This year I may have hit the zenith: habaneros. There are approximately 30 spots where I’ve planted seeds. I have eight varieties, and planted about six seeds in each spot. I have no idea which ones will come up in which place. That’s half the fun. What, you might ask, will I do with approximately 6 bushels of habaneros? I will dehydrate a bunch and give them as gifts in decorative Mason jars. They are quite pretty. The dehydration will take place in my nifty Cabela’s unit on the back deck: if you do it inside it produces pepper fog and the dog dies. Seriously. The gas from last fall’s experiment would make your eyes water 50 feet away.
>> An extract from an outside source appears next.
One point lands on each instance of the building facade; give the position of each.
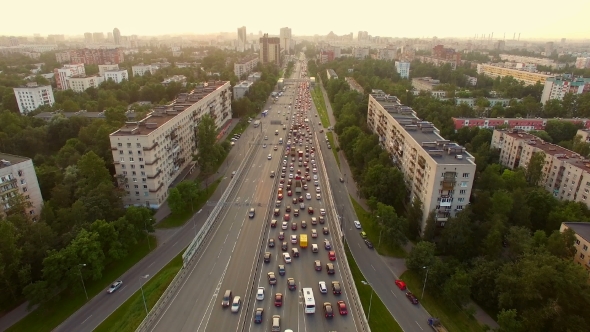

It was not a good week to be downwind.
That dehydration bunch counts for a small fraction of the haul. I will use the red/yellow/orange ones to make hot pepper sauce. I am already eye-balling small glass bottles that can be sealed and labeled with custom labels. Yeah – that kind of obsession. I may even give some away on the blog. Something inside makes me happy when I can things and share them. Consequently the basement looks like a glass store, as I cornered the market on jam jars when the fall clearance season hit. I really need another $50 worth of glassware (that I’ll give away) to make it complete.
I have a hunch a bunch of the produce will be given to the homeless meal program I work with – fresh beets will be on the menu at some point. I grow a nice, sweet variety. Same with the corn. Get a ton of it, and there’s only so much salsa a guy can make. But I will.
There are a few lessons along the way, some of them good, some of them bad. Examples abound on the good side: it’s good exercise, I like cooking, I like the look of the garden when it’s weed-free, I love the bees taking care of the plants, and I love eating things I grow.
On the negative side, I hate hornets (they love corn and beets), some creatures eat faster than I can grow things (Edzell, my late Sheltie, loved corn and fed himself well on my stalks before I got wise to him – I’d been blaming the squirrels…), and planting for 1.5 hours is just like doing squats. That one I discovered two days later when I couldn’t walk without looking like I’d been riding a horse. Something about moving about the patch, digging with my fingers and dropping seeds, all from the squatting position. I only stood up to see how things were laid out overall. Yeah, need to do squats at the gym, it seems.
The season is young. But my mental health will improve on those very hot days when I stand next to the garden and water for a few hours. Something about working up a nice sweat, listening to Al Stewart, and watching God provide me, and others, with food is pretty good for the soul.
Happy gardening to the rest of you addicts.